# Lexos Visualizations

This script does the following:

1. Creates spaCy docs from a list of text files.
2. Converts the tokens to lower case and filters them to remove digits, punctuation, and whitespace.
3. Tests that the loader is working properly.
4. Store data in a document term matrix.
5. Generates a dendogram from the dtm.

## Configuration

Configure a list of file paths, the labels you wish to use for each document, and the language model you wish to use to parse the texts.

Note that converting long texts to spaCy docs can take a long time.

In [2]:
# Replace with your own data
data = [
    r"C:\Users\jack\OneDrive\Documents\School\summer22\LexosRepo\lexos\tests\test_data\txt\Austen_Pride.txt",
    r"C:\Users\jack\OneDrive\Documents\School\summer22\LexosRepo\lexos\tests\test_data\txt\Austen_Pride.txt"
]
labels = ["Pride", "Sense"]
model = "en_core_web_sm"

## Import Lexos API

In [4]:
# Set local import path
import os
import sys
LEXOS_PATH = "lexos"
if "NOTEBOOK_INITIATED_FLAG" not in globals():
    NOTEBOOK_INITIATED_FLAG = True
    try:
        module_path = os.path.join(os.path.dirname(__file__), os.pardir)
    except:
        module_path = os.path.abspath(os.path.join(LEXOS_PATH))
        %cd lexos
        %pwd
    if module_path not in sys.path:
        sys.path.append(module_path)
        
# Import Lexos API modules
from lexos.io.basic import Loader
from lexos import tokenizer
from lexos.dtm import DTM
from lexos.cutter import Ginsu
try:
    from lexos.cluster.dendrogram import Dendrogram
except ImportError:
    print("Dendogram not imported.")

## Load Texts and Convert to spaCy Docs

In [5]:
# Create the loader and load the data
loader = Loader()
loader.load(data)

# Make the docs -- currently takes a long time with full novels
docs = tokenizer.make_docs(loader.texts, model=model)

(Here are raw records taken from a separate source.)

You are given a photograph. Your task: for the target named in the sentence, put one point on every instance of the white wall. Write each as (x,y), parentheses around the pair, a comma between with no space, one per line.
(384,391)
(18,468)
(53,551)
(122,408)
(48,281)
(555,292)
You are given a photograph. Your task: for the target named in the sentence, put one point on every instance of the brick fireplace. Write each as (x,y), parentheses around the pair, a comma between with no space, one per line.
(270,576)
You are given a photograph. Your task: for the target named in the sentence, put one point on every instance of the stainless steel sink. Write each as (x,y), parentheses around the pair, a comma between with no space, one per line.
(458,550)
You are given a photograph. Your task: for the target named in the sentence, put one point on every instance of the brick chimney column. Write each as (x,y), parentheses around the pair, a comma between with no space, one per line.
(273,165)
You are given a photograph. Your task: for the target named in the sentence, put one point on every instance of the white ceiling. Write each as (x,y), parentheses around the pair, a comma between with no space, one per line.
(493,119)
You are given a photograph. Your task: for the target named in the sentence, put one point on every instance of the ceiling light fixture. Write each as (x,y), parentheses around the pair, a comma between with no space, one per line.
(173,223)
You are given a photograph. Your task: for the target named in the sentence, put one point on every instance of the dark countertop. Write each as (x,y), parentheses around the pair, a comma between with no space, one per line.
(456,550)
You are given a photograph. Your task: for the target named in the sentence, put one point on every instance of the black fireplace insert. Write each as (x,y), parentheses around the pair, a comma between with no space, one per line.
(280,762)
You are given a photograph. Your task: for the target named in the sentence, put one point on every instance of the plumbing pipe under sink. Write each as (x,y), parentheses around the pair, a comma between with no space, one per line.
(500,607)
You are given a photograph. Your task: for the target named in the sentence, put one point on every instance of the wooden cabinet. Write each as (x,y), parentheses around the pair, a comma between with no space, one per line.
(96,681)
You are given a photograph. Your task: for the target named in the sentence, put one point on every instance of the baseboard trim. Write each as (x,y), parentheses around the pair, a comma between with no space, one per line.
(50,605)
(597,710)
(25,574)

## Ensure Loader is working correctly

In [6]:
for i, text in enumerate(docs):
    print(text[0:50])
    print("\n")

 Pride and Prejudice
by Jane Austen
Chapter 1
It is a truth universally acknowledged, that a single man in possession of a good fortune, must be in want of a wife.
However little known the feelings or views of such a man


 Pride and Prejudice
by Jane Austen
Chapter 1
It is a truth universally acknowledged, that a single man in possession of a good fortune, must be in want of a wife.
However little known the feelings or views of such a man




## Cut texts

In [7]:
from lexos.cutter import Ginsu
cutter = Ginsu()

result = cutter.splitn(docs, n=3, merge_threshold=0.5, overlap=None)

## Initiate DTM

In [8]:
from lexos.dtm import DTM
labels = ["Pride_and_Prejudice", "Sense_and_Sensibility"]
dtm = DTM(docs, labels)

labels = ["Pride1", "Pride2", "Pride3", "Sense1", "Sense2", "Sense3"]
#result = [doc.text for doc in result]
#print (result[0])
dtm2 = DTM(result[0], labels)

ModuleNotFoundError: No module named 'cytoolz'

## Create Dendogram

In [None]:
dendrogram = Dendrogram(dtm, show=True)

## Create WordCloud

In [None]:
from lexos.visualization.cloud.wordcloud import multicloud
labels = dtm.get_table().columns.tolist()[1:]
multicloud(dtm, docs=None, opts=None, ncols=3, title=None, labels=None, show=True, figure_opts=None, round=None, filename=None)

## Create BubbleViz

In [None]:
from lexos.visualization.bubbleviz import bubbleviz
bubbleviz(dtm)